Create an image showing a vintage wooden desk in soft light, equipped with an inkwell and a quill. Beside, there is an hourglass measuring a quarter of an hour, next to a single page filled with handwritten text. Across the room, a wall clock shows 3 and a half hours have passed and on the desk are 14 pages, neatly stacked, indicating productivity.

If it takes 1/4 an hour to type one page, how many pages can be typed in 3 1/2 hours?

The answer is 14, right? But what is the written math equation to solve this?

Answer 1

Let's use decimals.

0.25x = 3.5

x = 14

Answer 2

Well, let's use some mathematical tomfoolery to figure this out, shall we?

If it takes 1/4 an hour to type one page, then in one hour, you can type 4 pages.

Now, we need to figure out how many pages can be typed in 3 1/2 hours.

To do that, we multiply the number of pages typed in one hour (4) by the number of hours (3 1/2).

So, 4 x 3 1/2 equals...drumroll, please...14!

So, the answer is indeed 14 pages! You nailed it!

Answer 3

To determine the number of pages that can be typed in 3 1/2 hours, we need to find the total amount of time it takes to type those pages.

Given that it takes 1/4 an hour to type one page, we can calculate the amount of time needed to type a certain number of pages by multiplying the number of pages by 1/4.

So the equation would be:
Pages typed = (Time taken / Time needed to type one page)

In this case, the time taken is 3 1/2 hours, which can also be written as 7/2 hours.

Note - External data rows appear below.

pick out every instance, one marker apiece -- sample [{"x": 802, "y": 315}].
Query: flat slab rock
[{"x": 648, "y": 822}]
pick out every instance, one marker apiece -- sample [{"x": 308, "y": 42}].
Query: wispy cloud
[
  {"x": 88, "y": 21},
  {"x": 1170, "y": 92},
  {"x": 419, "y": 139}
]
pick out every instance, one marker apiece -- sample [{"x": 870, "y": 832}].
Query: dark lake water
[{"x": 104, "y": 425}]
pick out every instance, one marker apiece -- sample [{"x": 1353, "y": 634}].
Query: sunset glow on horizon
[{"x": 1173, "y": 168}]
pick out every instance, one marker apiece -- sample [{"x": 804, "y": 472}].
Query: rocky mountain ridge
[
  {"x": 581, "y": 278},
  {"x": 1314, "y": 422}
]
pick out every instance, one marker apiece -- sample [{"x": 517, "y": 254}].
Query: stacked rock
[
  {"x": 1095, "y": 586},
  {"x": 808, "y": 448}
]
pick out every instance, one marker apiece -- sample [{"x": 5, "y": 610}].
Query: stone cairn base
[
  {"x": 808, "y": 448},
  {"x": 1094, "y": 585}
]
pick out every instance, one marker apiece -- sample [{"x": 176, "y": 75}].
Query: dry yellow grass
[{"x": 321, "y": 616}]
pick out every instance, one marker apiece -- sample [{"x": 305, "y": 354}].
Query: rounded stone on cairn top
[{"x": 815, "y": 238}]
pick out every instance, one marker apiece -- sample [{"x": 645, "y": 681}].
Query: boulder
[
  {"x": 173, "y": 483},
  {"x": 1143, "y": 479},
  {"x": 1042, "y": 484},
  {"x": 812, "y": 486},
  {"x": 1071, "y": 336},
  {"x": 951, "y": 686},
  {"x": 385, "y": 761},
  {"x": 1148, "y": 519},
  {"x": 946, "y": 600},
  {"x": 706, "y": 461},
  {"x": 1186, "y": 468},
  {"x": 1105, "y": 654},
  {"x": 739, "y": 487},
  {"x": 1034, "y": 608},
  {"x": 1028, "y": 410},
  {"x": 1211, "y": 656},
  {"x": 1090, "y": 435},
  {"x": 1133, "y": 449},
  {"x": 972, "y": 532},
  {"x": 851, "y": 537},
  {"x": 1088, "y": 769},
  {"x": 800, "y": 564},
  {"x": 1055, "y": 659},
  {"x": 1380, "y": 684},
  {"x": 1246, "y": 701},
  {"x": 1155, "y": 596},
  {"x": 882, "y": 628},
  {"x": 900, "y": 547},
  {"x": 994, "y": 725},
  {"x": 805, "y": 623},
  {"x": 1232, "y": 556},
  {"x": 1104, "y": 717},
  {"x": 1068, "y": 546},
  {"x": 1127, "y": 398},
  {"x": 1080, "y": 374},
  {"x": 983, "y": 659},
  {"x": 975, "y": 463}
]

Pages typed = (7/2) / (1/4)

To divide fractions, we invert the second fraction and multiply:
Pages typed = (7/2) * (4/1)

Simplifying the fractions:
Pages typed = 28/2
Pages typed = 14

Therefore, the written math equation to solve this would be "Pages typed = (7/2) / (1/4) = (7/2) * (4/1) = 14". So the answer is indeed 14 pages.

Answer 4

To solve this question, we need to set up a proportion comparing the time it takes to type one page to the number of pages that can be typed in a given amount of time.

Let's start by converting 3 1/2 hours into a single fraction. We can write it as 3 + 1/2 = 7/2 hours.

Now, let's set up the proportion:

(1 page) / (1/4 hour) = (x pages) / (7/2 hours)

To solve for x, we can cross multiply:

1 * (7/2 hours) = x * (1/4 hour)

7/2 = x/4

To isolate x, we can multiply both sides of the equation by 4:

(4 * 7/2) = x
(28/2) = x
14 = x

So, the written math equation to solve this problem is:

(1/4) / 1 = x / (7/2)
7/2 = x/4
(4 * 7/2) = x
14 = x

Therefore, 14 pages can be typed in 3 1/2 hours.